In 1932, Max Kleiber published a remarkable equation for the metabolic rate of an animal as a function of its mass. The table at right shows the mass of various animals in kilograms and their metabolic rates, in kilocalories per day.
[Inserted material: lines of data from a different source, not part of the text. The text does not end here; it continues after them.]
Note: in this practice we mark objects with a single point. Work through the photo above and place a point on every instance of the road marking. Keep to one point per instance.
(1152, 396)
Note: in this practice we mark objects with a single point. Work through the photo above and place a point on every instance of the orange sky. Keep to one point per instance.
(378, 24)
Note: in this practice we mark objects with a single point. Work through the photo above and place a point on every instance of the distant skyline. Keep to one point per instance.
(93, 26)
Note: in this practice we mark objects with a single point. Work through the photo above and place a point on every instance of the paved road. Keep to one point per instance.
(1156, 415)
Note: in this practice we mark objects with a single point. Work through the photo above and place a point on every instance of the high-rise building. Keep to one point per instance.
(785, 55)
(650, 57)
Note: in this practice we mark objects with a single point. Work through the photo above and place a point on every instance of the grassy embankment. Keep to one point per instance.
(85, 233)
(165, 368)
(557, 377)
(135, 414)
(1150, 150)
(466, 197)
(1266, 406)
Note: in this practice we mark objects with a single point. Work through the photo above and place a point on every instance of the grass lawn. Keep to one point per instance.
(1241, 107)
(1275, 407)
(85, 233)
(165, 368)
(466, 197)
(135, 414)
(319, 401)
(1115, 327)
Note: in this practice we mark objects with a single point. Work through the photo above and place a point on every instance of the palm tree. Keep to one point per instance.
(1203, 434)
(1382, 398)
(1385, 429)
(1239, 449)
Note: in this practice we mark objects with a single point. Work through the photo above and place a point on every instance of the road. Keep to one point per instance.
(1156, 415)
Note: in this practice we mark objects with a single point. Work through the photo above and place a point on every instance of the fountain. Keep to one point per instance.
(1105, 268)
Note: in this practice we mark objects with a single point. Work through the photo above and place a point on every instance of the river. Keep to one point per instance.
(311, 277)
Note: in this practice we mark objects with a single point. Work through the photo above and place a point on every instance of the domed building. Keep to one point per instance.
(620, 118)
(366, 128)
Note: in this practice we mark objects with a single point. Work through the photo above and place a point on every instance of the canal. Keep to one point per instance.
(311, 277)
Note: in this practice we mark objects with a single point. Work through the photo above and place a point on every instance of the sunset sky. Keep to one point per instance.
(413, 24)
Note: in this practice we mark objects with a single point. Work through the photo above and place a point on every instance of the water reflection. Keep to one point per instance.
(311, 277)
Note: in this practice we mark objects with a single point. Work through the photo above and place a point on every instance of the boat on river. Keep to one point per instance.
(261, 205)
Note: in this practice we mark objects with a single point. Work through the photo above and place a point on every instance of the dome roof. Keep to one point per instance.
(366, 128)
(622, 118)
A plot of the data, resulting in the famous “mouse-to-elephant” curve, is shown in the figure.
Animal Mass (kg) Metabolic rate
Mouse \(0.02\) \(3.4\)
Rat \(0.2\) \(28\)
Guinea pig \(0.8\) \(48\)
Cat \(3.0\) \(150\)
Rabbit \(3.5\) \(165\)
Dog \(15.5\) \(520\)
Chimpanzee \(38\) \(1110\)
Sheep \(50\) \(1300\)
Human \(65\) \(1660\)
Pig \(250\) \(4350\)
Cow \(400\) \(6080\)
Polar bear \(600\) \(8340\)
Elephant \(3670\) \(48,800\)
Kleiber mouse-to-elephant-curve
Kleiber modeled his data by the power function
\begin{equation*} P(m) = 73.3m^{0.74} \end{equation*}
where \(P\) is the metabolic rate and \(m\) is the mass of the animal. Kleiber’s rule initiated the use of allometric equations, or power functions of mass, in physiology.